During the subsequent roughly one-and-a-half hour chat, Claiborne discussed her day-to-day frustrations with her government job, and the FBI agent thanked her for being such a good friend to Chinese foreign intelligence. Unsurprisingly, she did not report the visit to her bosses in DC. After all, that would mean drawing attention to the fact that she'd been trading Top Secret reports for cash and lavish gifts—intended for herself and a friend—including fashion school tuition, a sewing machine, an iPhone, and a trip to Thailand since at least 2010, the feds say.

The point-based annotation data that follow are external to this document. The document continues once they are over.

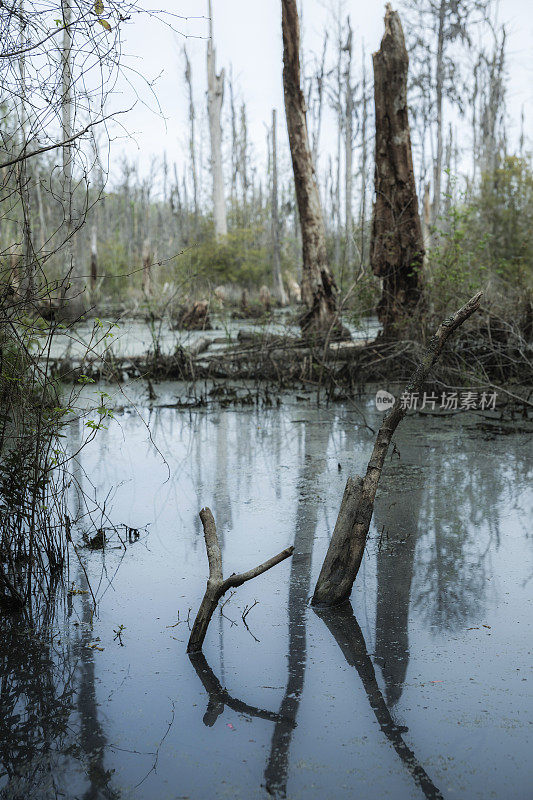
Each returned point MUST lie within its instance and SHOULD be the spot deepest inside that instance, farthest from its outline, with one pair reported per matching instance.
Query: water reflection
(35, 701)
(219, 697)
(343, 625)
(316, 433)
(396, 517)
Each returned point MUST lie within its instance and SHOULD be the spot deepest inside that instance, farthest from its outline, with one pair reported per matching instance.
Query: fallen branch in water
(348, 542)
(216, 585)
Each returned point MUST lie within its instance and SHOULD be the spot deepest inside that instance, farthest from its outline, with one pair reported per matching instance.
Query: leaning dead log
(397, 244)
(216, 585)
(347, 544)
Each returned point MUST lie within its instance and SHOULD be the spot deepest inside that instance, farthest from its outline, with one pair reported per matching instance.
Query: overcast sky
(248, 37)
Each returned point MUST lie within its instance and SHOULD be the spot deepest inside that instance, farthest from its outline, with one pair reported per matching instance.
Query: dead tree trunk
(215, 96)
(397, 246)
(147, 267)
(319, 290)
(348, 159)
(94, 261)
(216, 585)
(279, 291)
(347, 544)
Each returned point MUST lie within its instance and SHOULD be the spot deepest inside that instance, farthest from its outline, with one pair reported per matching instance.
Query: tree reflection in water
(348, 635)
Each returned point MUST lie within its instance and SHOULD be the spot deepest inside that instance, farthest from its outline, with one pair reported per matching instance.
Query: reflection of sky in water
(414, 694)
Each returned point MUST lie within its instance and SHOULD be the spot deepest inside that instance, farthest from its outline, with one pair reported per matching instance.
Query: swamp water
(424, 690)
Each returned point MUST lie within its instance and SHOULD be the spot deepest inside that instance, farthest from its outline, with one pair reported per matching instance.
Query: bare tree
(319, 290)
(215, 97)
(192, 137)
(436, 27)
(348, 162)
(279, 291)
(397, 247)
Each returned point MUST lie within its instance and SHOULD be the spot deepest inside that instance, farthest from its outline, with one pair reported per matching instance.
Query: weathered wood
(397, 246)
(347, 545)
(215, 97)
(277, 282)
(216, 585)
(349, 636)
(319, 290)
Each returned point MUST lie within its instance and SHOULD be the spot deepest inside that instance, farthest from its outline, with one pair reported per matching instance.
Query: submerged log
(216, 585)
(397, 244)
(347, 544)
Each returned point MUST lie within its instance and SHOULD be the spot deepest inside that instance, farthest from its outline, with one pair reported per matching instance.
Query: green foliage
(505, 217)
(485, 241)
(239, 257)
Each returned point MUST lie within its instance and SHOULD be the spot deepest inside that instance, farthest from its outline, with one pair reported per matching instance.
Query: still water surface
(422, 688)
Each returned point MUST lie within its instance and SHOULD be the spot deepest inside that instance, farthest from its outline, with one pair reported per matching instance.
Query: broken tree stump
(348, 542)
(216, 585)
(397, 243)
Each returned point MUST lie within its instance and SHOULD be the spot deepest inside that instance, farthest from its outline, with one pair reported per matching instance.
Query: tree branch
(216, 585)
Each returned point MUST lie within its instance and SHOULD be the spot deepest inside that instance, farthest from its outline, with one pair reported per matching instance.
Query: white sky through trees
(248, 38)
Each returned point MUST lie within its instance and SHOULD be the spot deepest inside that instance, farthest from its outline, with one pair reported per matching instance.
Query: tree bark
(147, 267)
(216, 585)
(215, 97)
(279, 291)
(348, 160)
(73, 286)
(94, 260)
(397, 246)
(192, 138)
(439, 79)
(319, 290)
(348, 542)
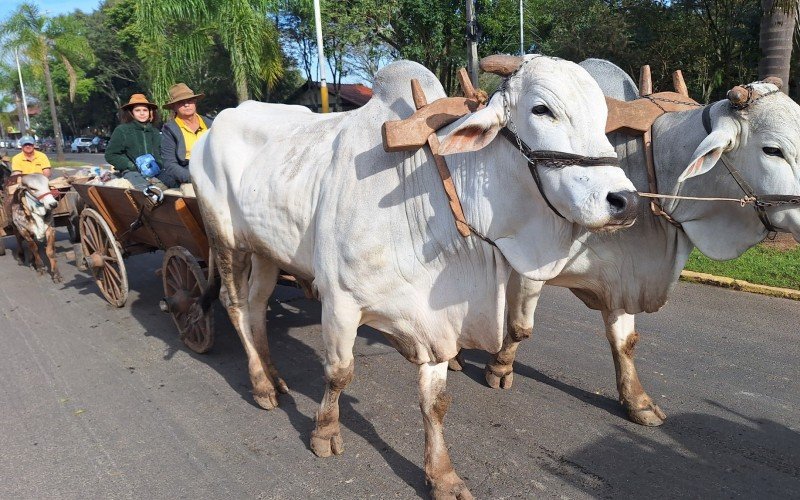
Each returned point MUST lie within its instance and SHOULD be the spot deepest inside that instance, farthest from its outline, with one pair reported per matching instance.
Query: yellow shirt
(26, 166)
(190, 136)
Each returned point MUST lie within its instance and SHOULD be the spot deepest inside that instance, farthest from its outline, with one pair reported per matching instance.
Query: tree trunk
(777, 29)
(53, 115)
(242, 91)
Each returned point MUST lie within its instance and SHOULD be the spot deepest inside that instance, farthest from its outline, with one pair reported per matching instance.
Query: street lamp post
(323, 86)
(24, 99)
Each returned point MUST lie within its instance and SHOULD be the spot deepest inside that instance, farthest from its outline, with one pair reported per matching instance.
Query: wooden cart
(119, 222)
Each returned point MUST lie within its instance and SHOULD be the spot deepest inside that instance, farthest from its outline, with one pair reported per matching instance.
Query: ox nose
(623, 205)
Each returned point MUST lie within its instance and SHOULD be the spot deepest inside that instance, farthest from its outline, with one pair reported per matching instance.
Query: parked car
(99, 144)
(81, 144)
(49, 145)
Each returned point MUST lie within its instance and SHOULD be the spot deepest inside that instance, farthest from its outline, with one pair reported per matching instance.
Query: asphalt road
(99, 402)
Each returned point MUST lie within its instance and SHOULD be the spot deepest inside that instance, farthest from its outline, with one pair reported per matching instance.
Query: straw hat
(181, 92)
(139, 100)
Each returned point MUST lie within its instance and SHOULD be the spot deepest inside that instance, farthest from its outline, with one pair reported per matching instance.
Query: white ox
(282, 188)
(633, 271)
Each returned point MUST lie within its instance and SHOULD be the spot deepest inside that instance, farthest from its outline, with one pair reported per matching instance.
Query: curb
(745, 286)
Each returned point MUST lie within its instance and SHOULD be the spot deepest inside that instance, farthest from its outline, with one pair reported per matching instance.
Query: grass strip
(761, 265)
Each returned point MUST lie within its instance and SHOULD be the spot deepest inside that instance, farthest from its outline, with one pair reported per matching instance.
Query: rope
(747, 200)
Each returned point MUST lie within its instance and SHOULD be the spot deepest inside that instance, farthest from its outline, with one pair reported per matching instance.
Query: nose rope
(551, 159)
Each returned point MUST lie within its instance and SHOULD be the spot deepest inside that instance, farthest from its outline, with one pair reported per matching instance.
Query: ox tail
(211, 293)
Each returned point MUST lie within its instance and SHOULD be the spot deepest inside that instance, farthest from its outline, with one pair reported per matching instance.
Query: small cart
(119, 222)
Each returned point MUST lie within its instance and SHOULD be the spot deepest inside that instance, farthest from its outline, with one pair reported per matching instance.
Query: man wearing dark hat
(135, 145)
(30, 161)
(180, 133)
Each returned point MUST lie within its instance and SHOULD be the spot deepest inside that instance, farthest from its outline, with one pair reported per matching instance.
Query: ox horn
(774, 80)
(738, 95)
(503, 65)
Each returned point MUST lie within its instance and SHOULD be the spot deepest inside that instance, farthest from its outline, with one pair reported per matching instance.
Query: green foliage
(236, 49)
(178, 37)
(760, 264)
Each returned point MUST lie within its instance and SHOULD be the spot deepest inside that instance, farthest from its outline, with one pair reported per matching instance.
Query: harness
(414, 132)
(760, 202)
(544, 158)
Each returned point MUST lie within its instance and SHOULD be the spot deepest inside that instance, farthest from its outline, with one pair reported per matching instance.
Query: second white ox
(633, 271)
(282, 188)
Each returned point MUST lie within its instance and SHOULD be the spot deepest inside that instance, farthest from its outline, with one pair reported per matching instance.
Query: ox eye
(773, 152)
(541, 110)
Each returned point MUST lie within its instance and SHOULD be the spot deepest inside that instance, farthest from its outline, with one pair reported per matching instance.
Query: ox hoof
(281, 386)
(651, 415)
(324, 446)
(266, 401)
(450, 487)
(497, 379)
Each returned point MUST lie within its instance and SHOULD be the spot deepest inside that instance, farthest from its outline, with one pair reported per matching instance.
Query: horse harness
(760, 202)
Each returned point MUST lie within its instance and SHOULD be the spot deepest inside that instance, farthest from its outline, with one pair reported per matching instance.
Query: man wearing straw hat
(30, 161)
(180, 133)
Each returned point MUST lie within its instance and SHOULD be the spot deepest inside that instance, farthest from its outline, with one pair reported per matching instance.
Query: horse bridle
(545, 158)
(760, 202)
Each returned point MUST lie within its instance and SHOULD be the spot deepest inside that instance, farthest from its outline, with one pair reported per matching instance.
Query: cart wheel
(184, 283)
(103, 257)
(72, 229)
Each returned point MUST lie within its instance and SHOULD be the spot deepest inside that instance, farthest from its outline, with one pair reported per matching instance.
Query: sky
(51, 7)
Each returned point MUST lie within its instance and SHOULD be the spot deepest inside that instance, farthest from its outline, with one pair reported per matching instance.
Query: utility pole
(24, 99)
(323, 86)
(521, 36)
(472, 40)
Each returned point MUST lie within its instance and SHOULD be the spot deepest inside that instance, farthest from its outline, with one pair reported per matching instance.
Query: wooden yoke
(637, 118)
(412, 133)
(420, 129)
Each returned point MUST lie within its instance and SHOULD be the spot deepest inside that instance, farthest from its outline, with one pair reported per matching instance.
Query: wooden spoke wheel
(184, 283)
(103, 257)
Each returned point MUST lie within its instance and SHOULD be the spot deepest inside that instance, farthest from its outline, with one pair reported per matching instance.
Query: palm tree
(41, 38)
(178, 36)
(777, 31)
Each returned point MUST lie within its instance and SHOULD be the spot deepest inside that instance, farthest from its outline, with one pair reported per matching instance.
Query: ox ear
(710, 151)
(476, 132)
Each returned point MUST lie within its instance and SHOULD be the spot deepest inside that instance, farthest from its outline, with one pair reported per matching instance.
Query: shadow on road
(298, 363)
(705, 456)
(477, 360)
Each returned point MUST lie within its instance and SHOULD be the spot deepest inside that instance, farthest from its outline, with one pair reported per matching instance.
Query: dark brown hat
(139, 100)
(181, 92)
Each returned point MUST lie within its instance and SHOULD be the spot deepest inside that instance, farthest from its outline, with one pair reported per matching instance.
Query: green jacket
(131, 140)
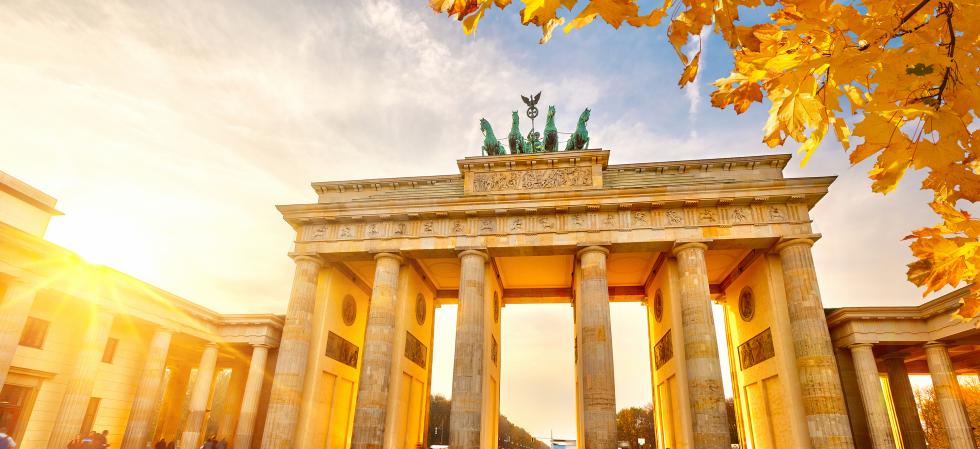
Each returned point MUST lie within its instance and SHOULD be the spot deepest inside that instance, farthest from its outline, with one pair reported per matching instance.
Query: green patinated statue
(491, 146)
(533, 142)
(515, 140)
(550, 132)
(579, 140)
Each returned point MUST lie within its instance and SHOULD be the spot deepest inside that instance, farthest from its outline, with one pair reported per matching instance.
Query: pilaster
(823, 398)
(710, 419)
(200, 394)
(869, 383)
(14, 309)
(251, 397)
(141, 414)
(372, 391)
(79, 389)
(466, 412)
(949, 397)
(598, 389)
(909, 424)
(291, 361)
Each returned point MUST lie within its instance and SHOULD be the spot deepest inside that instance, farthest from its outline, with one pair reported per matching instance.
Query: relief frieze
(545, 179)
(523, 222)
(341, 350)
(663, 351)
(756, 350)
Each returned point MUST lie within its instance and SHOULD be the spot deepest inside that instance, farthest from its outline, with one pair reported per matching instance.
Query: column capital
(898, 355)
(592, 249)
(788, 241)
(386, 255)
(307, 258)
(474, 252)
(682, 246)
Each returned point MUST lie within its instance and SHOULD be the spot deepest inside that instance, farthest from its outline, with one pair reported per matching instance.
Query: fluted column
(710, 419)
(466, 409)
(873, 398)
(823, 398)
(141, 414)
(198, 406)
(852, 397)
(909, 424)
(598, 384)
(251, 396)
(949, 397)
(79, 389)
(14, 309)
(379, 338)
(294, 351)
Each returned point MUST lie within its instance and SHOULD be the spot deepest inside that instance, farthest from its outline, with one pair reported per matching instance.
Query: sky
(169, 130)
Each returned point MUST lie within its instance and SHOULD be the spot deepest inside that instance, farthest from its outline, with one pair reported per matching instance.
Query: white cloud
(168, 131)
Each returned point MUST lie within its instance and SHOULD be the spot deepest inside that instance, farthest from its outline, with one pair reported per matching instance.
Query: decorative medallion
(349, 310)
(658, 306)
(746, 304)
(415, 350)
(496, 308)
(420, 310)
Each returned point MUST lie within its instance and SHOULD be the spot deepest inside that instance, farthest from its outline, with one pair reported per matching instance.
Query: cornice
(939, 306)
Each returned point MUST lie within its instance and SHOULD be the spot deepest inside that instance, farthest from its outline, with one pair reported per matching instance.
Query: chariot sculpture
(534, 142)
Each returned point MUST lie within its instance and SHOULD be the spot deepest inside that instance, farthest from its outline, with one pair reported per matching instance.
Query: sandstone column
(710, 419)
(79, 389)
(909, 425)
(823, 399)
(14, 309)
(872, 397)
(141, 414)
(379, 338)
(466, 410)
(852, 397)
(198, 406)
(294, 351)
(949, 397)
(597, 383)
(250, 398)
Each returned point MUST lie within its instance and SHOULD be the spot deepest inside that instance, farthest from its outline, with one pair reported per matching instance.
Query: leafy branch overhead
(900, 76)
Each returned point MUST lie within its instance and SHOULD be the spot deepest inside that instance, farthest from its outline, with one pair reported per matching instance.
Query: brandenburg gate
(375, 258)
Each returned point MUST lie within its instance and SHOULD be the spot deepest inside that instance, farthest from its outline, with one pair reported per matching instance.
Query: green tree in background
(634, 423)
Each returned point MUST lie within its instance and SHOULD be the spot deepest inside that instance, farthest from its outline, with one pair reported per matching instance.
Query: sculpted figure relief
(532, 179)
(544, 222)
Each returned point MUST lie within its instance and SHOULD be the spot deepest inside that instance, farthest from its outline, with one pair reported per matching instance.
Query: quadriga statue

Claiborne's motivations weren't complicated, if you buy the government's line: As the complaint puts it, her "constant financial difficulties" made her vulnerable to foreign agents. There may also have been a romantic component: Claiborne seemed determined to help an unnamed man saddled with student debt pay for fashion school in Shanghai, according to the feds.
Still, even though she was apparently willing to fork over info on US-Sino relations to spies, Claiborne seems to have expressed some misgivings about the whole arrangement.
"I don't want to be indebted to anyone but God," she wrote in an August 2013 note. "This has been too much for me from the beginning and I want to be free of this."
It all kind of went downhill from there, according to the 60-page complaint, which is full of email correspondences that make Claiborne and her alleged spy friends seem like characters in the Coen Brothers movie Burn After Reading. The short version is that Claiborne got charged with obstructing an official proceeding and making false statements to the FBI, which are felony counts that could land her in prison for up to 25 years. She was arrested on Tuesday, and pleaded not guilty.
Perhaps more interesting than the correspondence itself is the fact that the complaint also make frequent reference about how susceptible Claiborne was by virtue of her low pay. According to Glassdoor, the base salary for someone with her original job description is now about $52,000––which is close to the median household income in the United States. If you're going to give someone Top Secret clearance, a devil's advocate might argue, you should probably pay them enough that they're not tempted to trade US intelligence for things like a pair of slippers.